The battle began with an attack by the Mongols. The Tumen of Kitbugi crashed into the vanguard of Baybars and after an extremely fierce battle the Mamluks began to retreat. Perhaps it was this initial bitterness that clouded the mind of the natural nomad Kitbugi. He rushed to pursue the retreaters, without even suggesting that this retreat could be false - and yet the tactics of a false retreat were one of the foundations of Mongolian military science. Kitbuga did not take into account that he was opposed by essentially the same nomads, only former ones - and he was caught. When his tumens were sufficiently involved in the pursuit, from behind the low hills the Mongol army was attacked from both flanks by the Mamluks of Qutuz. Baibars's vanguard turned around and also struck at the confused Mongols.

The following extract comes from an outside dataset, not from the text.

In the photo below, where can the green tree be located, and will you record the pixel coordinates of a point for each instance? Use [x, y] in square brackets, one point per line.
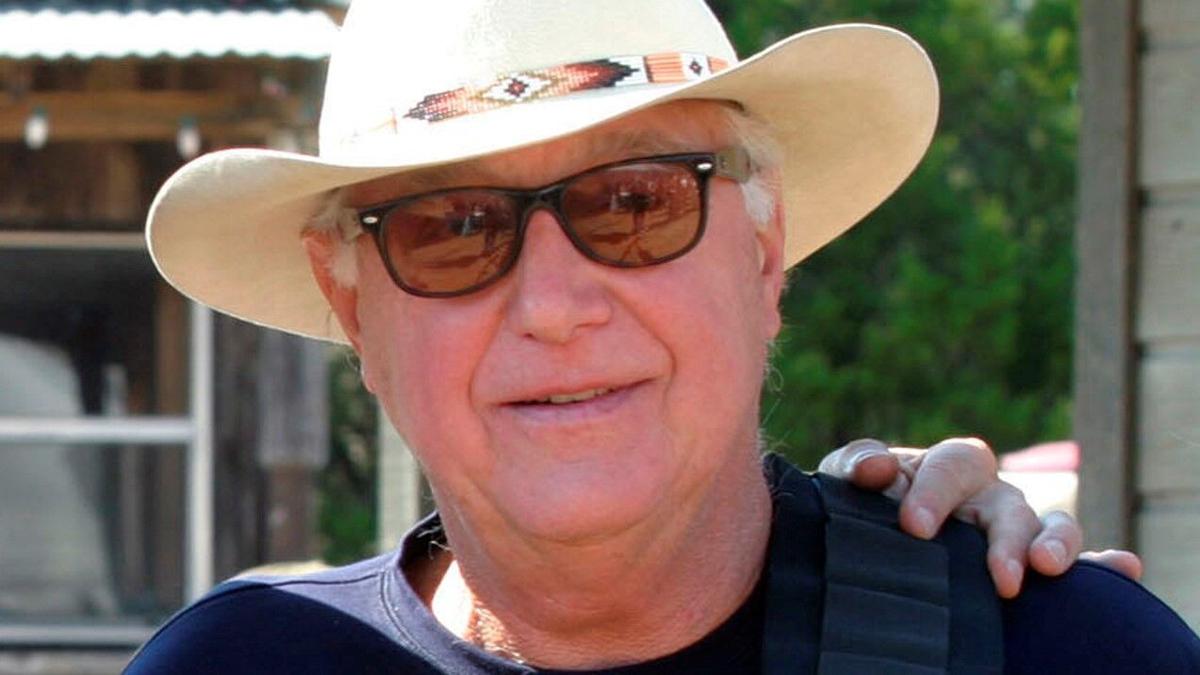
[948, 310]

The defeat of the Mongol army was complete. Almost no one was able to escape the hellish ring of death. The Mongol commander Kitbuga himself was also captured: he was later executed on the orders of Kutuz. Only a very small part of the Mongol army managed to escape, but, pursued by the Mamluks, they fled far to the north. It is also interesting that in this battle, as at Chaillot, unusual weapons were used, only now not by the Mongols, but by their opponents. At the Battle of Ain Jalut, a series of ingenious means were used to frighten the Mongol horses and throw chaos into the enemy ranks: incendiary arrows, rockets, small midfa cannons, “spark throwers” ​​tied to spears, bundles of gunpowder firecrackers on poles. To avoid getting burned themselves, their wearers dressed in thick woolen clothes and covered exposed parts of their bodies with talcum powder. This is one of the earliest uses of gunpowder known to us in history.

The victory at Ain Jalut greatly inspired the Mamluks. After her, the Mamluks rushed forward and captured Jerusalem, Damascus, Aleppo and most of Syria. They were now led by Baybars himself, who in October 1260 killed Kutuz and proclaimed himself the new Sultan of Egypt and Syria. Only at the Euphrates were the Mamluk troops stopped by the army of Hulagu, hastily transferred from Mongolia. But here a new blow awaits the Mongol Ilkhan: Batu’s brother Berke is moving against him with a huge army, declaring the Jochids’ claims to Arran and Azerbaijan, bequeathed to them by Genghis Khan. Hulagu moved his army towards him, and an exceptionally bloody battle between two Mongol armies took place on the banks of the Terek. Hulagu suffered a heavy defeat in this battle, and the enormous losses suffered by his army did not allow him to regain the initiative on the Islamic front. A fairly stable status quo has developed in Western Asia. The Islamic world survived, and the Mamluks were able to cope with their ancient enemy - the crusaders of the Levant.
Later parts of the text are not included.